June 7

(Madison) - State officials are leaning on a request-for-proposals (RFP) process to support a state consultant's recommendation to self-fund the 250,000-enrollee State Group Health Program. Wisconsin's community-based health plans believe an RFP won't be enough to adequately consider the impact of self-funding, and one state official apparently agrees.

The Walker Administration and the Group Insurance Board have maintained that issuing an RFP is the only way to obtain the data needed to evaluate the pros and cons of self-funding the State Program. Wisconsin's community-based health plans believe self-funding the State Program and other recommendations from the state's consultant will increase the state's medical costs and financial risk, reduce choices and local competition, disrupt patient care and negatively impact the competitive health insurance market and local communities.

While an RFP can provide vendors' administrative cost projections, the broader impact of self-funding cannot be determined through an RFP. Department of Employee Trust Funds Strategic Health Policy Director Lisa Ellinger made that point in a June 7 Wisconsin Health News panel discussion, when she said the impact of self-funding on the broader Wisconsin market is outside the scope of the self-funding RFP.

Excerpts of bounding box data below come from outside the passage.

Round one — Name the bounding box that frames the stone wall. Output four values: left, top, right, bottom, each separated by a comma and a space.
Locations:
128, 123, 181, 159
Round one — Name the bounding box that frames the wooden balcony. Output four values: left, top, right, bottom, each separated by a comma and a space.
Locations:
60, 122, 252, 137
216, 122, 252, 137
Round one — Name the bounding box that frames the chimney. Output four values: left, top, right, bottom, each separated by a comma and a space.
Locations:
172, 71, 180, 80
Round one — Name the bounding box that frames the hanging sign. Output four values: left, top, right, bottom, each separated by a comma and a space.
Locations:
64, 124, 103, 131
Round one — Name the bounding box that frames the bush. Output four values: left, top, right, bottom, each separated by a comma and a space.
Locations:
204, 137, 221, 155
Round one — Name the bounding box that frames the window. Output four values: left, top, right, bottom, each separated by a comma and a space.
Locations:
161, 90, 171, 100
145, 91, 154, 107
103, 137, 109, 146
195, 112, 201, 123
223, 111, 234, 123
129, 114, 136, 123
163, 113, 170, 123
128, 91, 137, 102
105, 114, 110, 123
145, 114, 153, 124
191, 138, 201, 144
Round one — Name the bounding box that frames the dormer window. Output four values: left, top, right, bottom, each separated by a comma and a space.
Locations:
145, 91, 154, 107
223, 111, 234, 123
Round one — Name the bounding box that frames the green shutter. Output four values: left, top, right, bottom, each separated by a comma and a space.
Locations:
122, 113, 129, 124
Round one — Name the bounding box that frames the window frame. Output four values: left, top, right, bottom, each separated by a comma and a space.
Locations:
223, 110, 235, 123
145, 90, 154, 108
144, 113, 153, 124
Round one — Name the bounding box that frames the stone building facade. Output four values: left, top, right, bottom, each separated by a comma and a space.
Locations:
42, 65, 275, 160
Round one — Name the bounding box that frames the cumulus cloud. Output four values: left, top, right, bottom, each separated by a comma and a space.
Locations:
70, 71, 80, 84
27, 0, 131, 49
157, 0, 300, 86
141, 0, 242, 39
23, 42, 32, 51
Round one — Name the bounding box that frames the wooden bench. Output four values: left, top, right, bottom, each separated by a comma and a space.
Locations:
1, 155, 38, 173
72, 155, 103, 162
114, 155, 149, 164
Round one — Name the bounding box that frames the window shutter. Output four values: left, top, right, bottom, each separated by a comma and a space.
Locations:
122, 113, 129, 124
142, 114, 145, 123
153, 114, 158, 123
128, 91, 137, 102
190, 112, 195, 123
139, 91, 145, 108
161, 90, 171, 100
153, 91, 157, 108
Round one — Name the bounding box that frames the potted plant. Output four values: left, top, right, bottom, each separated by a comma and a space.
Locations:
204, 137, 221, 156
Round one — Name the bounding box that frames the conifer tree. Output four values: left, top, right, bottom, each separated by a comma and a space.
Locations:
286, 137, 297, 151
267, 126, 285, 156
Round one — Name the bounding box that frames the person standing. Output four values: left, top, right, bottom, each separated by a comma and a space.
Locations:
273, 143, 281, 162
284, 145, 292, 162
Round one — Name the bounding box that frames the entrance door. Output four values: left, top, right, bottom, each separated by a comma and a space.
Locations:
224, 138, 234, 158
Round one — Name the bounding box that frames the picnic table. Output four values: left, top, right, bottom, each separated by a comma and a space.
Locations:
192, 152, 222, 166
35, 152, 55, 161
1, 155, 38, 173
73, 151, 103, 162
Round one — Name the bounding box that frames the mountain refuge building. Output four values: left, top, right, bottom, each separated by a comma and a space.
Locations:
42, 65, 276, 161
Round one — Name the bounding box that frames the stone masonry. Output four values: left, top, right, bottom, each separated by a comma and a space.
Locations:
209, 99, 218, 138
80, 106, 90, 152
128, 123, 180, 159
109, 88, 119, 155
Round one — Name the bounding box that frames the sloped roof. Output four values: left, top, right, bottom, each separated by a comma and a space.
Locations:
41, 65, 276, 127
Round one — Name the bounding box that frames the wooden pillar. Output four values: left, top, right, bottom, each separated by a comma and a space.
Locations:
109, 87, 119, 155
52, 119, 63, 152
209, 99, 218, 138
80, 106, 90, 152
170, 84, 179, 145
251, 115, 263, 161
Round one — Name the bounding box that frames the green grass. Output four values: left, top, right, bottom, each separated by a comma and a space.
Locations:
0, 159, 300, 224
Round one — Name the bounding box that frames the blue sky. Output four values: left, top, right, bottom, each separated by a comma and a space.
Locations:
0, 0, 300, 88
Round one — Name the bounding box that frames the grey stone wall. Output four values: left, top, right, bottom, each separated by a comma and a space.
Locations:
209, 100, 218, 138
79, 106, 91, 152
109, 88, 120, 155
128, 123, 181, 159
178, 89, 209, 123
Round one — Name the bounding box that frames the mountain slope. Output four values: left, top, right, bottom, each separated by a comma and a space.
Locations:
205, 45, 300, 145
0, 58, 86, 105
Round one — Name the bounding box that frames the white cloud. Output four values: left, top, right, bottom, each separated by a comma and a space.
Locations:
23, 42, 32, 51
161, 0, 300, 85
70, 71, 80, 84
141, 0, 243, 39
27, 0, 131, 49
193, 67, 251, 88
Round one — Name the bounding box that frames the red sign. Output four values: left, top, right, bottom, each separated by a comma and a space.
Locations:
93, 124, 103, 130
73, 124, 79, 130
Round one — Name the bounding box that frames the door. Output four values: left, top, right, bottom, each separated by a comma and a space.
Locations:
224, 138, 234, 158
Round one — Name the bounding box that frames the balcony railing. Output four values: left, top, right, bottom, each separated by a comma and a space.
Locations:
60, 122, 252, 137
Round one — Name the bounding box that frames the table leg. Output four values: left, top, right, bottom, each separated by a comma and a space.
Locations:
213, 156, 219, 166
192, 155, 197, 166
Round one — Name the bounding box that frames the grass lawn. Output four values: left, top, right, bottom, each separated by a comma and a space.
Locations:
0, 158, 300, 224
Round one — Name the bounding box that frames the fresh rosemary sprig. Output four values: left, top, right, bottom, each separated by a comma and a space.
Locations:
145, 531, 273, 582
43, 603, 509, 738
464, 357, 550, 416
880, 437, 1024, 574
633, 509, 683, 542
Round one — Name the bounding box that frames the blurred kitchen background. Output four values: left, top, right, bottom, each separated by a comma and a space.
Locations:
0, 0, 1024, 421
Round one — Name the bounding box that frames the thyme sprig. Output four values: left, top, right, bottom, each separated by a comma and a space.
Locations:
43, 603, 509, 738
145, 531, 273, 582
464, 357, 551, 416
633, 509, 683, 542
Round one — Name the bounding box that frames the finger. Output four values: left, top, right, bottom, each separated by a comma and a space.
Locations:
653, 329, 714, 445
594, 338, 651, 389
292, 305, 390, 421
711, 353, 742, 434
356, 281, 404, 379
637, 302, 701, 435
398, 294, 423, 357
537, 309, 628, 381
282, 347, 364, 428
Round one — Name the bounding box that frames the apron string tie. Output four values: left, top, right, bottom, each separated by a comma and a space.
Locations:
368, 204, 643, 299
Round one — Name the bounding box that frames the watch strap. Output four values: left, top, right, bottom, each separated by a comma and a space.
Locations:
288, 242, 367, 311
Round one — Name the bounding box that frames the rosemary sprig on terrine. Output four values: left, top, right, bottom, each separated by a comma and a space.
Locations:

The full impact of self-funding the State Group Health Program touches many significant issues, as the state's consultant, Segal, said, "A likely outcome of such a significant project will change the healthcare landscape in the State."

While the RFP will be released soon, it is equally important for the Administration to devote sufficient energy and resources to assessing the issues outside the scope of the RFP. That should include, in Segal's words, "gaining consensus and coming to logical, supportable, market and data driven recommendations."